Más de tres millones de usuarios en México quedaron sin servicio de telecomunicaciones tras el cese definitivo de un programa federal de conectividad social, suspendido por falta de recursos presupuestales. La interrupción, confirmada por la paraestatal que actuaba como proveedor del servicio, pone en evidencia las limitaciones estructurales de los modelos de inclusión digital que dependen exclusivamente de asignaciones gubernamentales anuales sin mecanismos de financiamiento sostenible.
El programa ofrecía a sus beneficiarios un paquete mensual renovable por hasta doce meses que incluía navegación por internet, datos para redes sociales, minutos de voz y mensajes SMS, además de funcionalidad de hotspot. Operaba bajo un esquema de bajo costo orientado a poblaciones vulnerables. Sin embargo, la demanda superó la capacidad de financiamiento: el organismo operador canceló más de dos millones de líneas inactivas en un periodo de 90 días para liberar recursos, medida que resultó insuficiente para sostener el servicio. Las gestiones realizadas ante la Secretaría de Infraestructura, Comunicaciones y Transportes y la Secretaría de Hacienda para obtener presupuesto adicional no fueron autorizadas, lo que derivó en la conclusión definitiva del programa.

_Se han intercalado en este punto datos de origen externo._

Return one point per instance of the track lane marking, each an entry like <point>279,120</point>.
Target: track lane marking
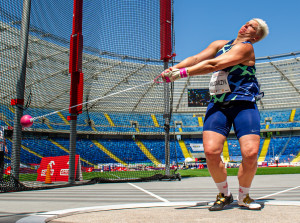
<point>150,193</point>
<point>280,192</point>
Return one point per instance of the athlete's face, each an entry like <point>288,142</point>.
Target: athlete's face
<point>249,29</point>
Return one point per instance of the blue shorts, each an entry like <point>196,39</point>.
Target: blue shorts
<point>243,115</point>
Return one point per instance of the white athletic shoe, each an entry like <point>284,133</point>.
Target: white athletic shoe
<point>249,203</point>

Desde una perspectiva de política pública y estrategia empresarial, el caso ilustra un dilema recurrente en América Latina: la brecha digital no se cierra con intervenciones temporales desconectadas de modelos de negocio viables a mediano plazo. Según datos del Banco Mundial, aproximadamente 37% de la población mexicana aún carece de acceso efectivo a internet, concentrada en zonas rurales e indígenas. McKinsey Global Institute estima que cerrar la brecha de conectividad en economías emergentes podría incrementar el PIB entre 1.5% y 2% anual. Para los estrategas corporativos e inversores, la salida abrupta de un programa de esta escala abre interrogantes sobre quién ocupará ese espacio: operadores privados con modelos freemium, esquemas de asociación público-privada o nuevas concesiones orientadas a segmentos de bajos ingresos. La reactivación del programa, condicionada a futuras instrucciones y reasignación de recursos, permanece indefinida.